Note the _source key, which contains a copy of your original document. Elasticsearch makes an excellent general-purpose document store, although should never be used as a primary store. Use something ACID-compliant for that.

The _source field does also add some overhead. It can be disabled in the mappings. See the Elasticsearch documentation for more details.

To learn more about about the operations supported by your index, you should read the Elasticsearch Index API documentation. Note that some operations mentioned in the documentation (such as “Automatic Index Creation”) are restricted on Bonsai for technical reasons.

Destroying Your Index

When you have decided you no longer need the “acme-production” index, you can destroy it with a one liner:

$ curl -XDELETE http://user:password@redwood-12345/acme-production
{"acknowledged":true}

The DELETE verb will delete one or more indices in your cluster.
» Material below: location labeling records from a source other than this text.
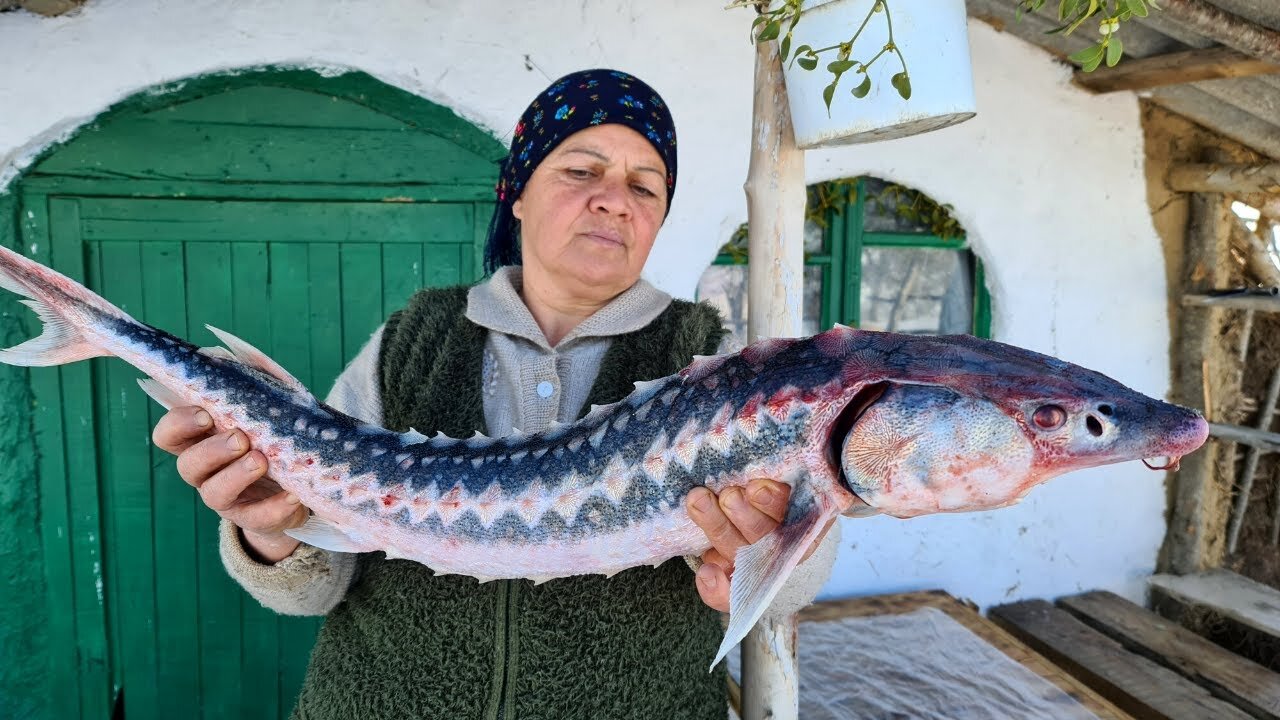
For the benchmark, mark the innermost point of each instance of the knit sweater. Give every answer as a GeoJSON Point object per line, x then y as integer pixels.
{"type": "Point", "coordinates": [315, 580]}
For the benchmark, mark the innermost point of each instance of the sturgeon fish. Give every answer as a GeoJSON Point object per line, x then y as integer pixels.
{"type": "Point", "coordinates": [855, 422]}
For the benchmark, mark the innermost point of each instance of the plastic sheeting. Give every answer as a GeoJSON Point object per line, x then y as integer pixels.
{"type": "Point", "coordinates": [918, 665]}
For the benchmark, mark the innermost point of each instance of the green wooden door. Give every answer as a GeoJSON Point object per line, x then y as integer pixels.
{"type": "Point", "coordinates": [293, 210]}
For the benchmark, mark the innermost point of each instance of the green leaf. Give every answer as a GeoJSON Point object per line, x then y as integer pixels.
{"type": "Point", "coordinates": [863, 87]}
{"type": "Point", "coordinates": [827, 92]}
{"type": "Point", "coordinates": [1114, 50]}
{"type": "Point", "coordinates": [903, 82]}
{"type": "Point", "coordinates": [1091, 54]}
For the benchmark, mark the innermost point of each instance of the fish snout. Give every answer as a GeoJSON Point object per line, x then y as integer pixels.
{"type": "Point", "coordinates": [1162, 429]}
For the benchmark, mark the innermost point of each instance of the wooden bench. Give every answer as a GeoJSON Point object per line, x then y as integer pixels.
{"type": "Point", "coordinates": [1150, 666]}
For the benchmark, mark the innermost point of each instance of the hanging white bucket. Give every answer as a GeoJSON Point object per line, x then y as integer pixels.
{"type": "Point", "coordinates": [935, 42]}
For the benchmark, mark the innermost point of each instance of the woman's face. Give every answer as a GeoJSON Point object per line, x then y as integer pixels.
{"type": "Point", "coordinates": [590, 212]}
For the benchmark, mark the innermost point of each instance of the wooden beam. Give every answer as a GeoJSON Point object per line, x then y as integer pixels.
{"type": "Point", "coordinates": [1174, 68]}
{"type": "Point", "coordinates": [1252, 437]}
{"type": "Point", "coordinates": [1240, 682]}
{"type": "Point", "coordinates": [1228, 28]}
{"type": "Point", "coordinates": [1197, 522]}
{"type": "Point", "coordinates": [1229, 595]}
{"type": "Point", "coordinates": [1226, 178]}
{"type": "Point", "coordinates": [1136, 684]}
{"type": "Point", "coordinates": [1264, 302]}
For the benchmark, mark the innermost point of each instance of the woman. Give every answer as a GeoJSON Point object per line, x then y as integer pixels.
{"type": "Point", "coordinates": [563, 322]}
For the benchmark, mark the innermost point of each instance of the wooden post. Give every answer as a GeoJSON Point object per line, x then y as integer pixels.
{"type": "Point", "coordinates": [775, 215]}
{"type": "Point", "coordinates": [1197, 523]}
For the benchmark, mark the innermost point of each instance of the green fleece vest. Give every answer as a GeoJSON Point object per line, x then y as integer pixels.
{"type": "Point", "coordinates": [406, 643]}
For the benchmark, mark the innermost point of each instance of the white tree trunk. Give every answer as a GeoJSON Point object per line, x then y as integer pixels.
{"type": "Point", "coordinates": [775, 214]}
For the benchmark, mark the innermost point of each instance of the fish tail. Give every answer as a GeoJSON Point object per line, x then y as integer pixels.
{"type": "Point", "coordinates": [68, 310]}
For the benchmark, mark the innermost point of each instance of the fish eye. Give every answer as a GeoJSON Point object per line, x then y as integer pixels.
{"type": "Point", "coordinates": [1048, 417]}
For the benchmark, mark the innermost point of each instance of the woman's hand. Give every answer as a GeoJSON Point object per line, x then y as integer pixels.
{"type": "Point", "coordinates": [739, 516]}
{"type": "Point", "coordinates": [232, 481]}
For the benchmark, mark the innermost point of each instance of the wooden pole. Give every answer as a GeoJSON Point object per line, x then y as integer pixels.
{"type": "Point", "coordinates": [775, 215]}
{"type": "Point", "coordinates": [1251, 465]}
{"type": "Point", "coordinates": [1200, 504]}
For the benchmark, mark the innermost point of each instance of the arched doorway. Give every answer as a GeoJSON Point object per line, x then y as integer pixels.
{"type": "Point", "coordinates": [292, 209]}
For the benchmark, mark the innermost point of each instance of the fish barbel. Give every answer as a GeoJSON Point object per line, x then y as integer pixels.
{"type": "Point", "coordinates": [855, 422]}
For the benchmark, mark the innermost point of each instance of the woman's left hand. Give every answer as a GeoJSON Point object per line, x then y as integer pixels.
{"type": "Point", "coordinates": [739, 516]}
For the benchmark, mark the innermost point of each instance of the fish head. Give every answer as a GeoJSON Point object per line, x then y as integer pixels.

If you have several indices to delete, you can still perform the action in one line by concatenating the indices with a comma, like so:

$ curl -XDELETE http://user:password@redwood-12345/acme-production-1,acme-production-2,acme-production-3

There’s No ‘Undo’ Button

Destroying an index can not be undone, unless you restore it from a snapshot (if one exists). Do not delete indices without fully understanding the consequences. If there is a chance that your cluster is supporting a production application, be very careful before taking this kind of action. Accidental deletes are a major reason Bonsai doesn’t support _all or wildcard (*) destructive actions.